# HPI adjustable center shock



## ProSport (Dec 24, 2005)

I'd like to purchase these HPI shocks for the center of our pan cars but was wondering about mounting them. In the picure it shows an 'eyelet' at each end of the shock, but my current shock has ball-cups on the ends. Can my cups be screwed right onto the ends of the HPI shocks, or does it require more work than that?










Thanks


----------



## Slider (Dec 7, 2003)

You can put ball cup onto the shaft end. The other end if you had along the line of a Ksg center mount you ought to be able to put it right on.


----------



## NCFRC (Aug 4, 2005)

I just picked up a car which has one of these on it.
Definnitly the cadillac of shocks .
The diaphram cap gasket does a great job of removing air and with a bleeder hole there's no compression gain.
CRP used to sell those cap diaphrams years ago , but you can probably get them separate from HPI.

R.S.


----------



## burbs (Apr 21, 2002)

ProSport said:


> I'd like to purchase these HPI shocks for the center of our pan cars but was wondering about mounting them. In the picure it shows an 'eyelet' at each end of the shock, but my current shock has ball-cups on the ends. Can my cups be screwed right onto the ends of the HPI shocks, or does it require more work than that?
> 
> 
> 
> ...


The shocks pictured are not HPI.... I assume you found them on eBay! 

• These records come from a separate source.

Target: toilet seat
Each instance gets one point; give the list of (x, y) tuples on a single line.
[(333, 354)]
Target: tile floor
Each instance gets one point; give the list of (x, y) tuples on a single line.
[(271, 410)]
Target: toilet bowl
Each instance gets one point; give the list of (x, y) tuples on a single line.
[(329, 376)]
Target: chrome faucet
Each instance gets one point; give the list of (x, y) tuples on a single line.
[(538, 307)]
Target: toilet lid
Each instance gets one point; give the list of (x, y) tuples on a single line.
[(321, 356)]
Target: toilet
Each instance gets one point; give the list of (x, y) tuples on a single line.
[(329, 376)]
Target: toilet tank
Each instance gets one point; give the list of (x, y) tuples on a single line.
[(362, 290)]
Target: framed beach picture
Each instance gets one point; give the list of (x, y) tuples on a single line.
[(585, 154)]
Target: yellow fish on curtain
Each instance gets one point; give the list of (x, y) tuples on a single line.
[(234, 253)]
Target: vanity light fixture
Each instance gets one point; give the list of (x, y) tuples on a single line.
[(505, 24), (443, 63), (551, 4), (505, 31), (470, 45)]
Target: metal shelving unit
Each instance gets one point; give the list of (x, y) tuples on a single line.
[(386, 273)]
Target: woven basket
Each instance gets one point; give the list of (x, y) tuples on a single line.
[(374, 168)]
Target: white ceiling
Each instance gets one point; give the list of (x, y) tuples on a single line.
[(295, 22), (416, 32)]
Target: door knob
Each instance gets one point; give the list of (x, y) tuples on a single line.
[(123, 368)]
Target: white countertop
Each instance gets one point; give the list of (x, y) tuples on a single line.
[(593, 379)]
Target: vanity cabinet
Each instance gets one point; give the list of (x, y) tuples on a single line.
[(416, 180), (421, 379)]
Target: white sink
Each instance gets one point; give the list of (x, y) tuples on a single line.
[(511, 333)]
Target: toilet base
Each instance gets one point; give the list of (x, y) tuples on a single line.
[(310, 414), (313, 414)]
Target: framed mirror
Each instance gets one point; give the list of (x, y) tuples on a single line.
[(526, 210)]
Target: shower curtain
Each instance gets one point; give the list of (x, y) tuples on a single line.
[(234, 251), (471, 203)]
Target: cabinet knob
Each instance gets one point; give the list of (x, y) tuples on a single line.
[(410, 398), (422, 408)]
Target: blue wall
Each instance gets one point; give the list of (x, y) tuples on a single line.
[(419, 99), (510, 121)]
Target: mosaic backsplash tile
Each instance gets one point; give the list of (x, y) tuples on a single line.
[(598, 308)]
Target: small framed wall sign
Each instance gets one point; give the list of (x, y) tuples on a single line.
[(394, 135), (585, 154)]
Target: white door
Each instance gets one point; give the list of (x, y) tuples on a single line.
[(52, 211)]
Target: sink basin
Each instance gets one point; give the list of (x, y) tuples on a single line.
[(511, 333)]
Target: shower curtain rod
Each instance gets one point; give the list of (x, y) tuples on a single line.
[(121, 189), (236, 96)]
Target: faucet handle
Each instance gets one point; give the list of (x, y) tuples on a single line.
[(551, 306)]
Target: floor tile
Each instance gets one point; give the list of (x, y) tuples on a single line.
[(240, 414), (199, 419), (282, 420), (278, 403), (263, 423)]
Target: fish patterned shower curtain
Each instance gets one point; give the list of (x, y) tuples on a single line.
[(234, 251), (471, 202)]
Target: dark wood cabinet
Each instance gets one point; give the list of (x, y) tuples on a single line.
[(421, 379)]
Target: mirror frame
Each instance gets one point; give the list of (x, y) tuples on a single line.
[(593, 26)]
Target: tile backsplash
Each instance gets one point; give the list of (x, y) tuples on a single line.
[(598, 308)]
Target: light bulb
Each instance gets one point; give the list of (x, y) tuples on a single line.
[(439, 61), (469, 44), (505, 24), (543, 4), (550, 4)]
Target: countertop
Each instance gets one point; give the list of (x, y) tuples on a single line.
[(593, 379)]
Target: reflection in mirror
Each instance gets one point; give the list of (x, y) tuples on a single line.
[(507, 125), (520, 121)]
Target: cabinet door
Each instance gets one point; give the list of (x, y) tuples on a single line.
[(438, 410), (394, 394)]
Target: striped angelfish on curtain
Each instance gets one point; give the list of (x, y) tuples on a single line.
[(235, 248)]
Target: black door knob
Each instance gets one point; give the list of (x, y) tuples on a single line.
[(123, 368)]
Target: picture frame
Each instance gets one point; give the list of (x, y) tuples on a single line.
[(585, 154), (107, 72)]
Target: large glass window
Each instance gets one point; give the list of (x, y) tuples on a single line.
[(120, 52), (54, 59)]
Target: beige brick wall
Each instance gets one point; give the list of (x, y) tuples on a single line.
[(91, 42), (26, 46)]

.. those shocks pictured are offbrand, and the sellers list them as HPI. I got a set about a year ago.. there is only one piston choice, there an odd size and they just plain dont work as well as an HPI or Associated shock..


----------



## burbs (Apr 21, 2002)

This is what an hpi shock looks like..


----------



## ProSport (Dec 24, 2005)

How are they able to use HPI's name and get away with it? I knew there had to be a catch being that cheap.


----------



## NCFRC (Aug 4, 2005)

Yes mine looks like Burbs picture-------

I just cost too much and isn't worth it to sue some off-brand copy company, they can just say it was a misprint .


----------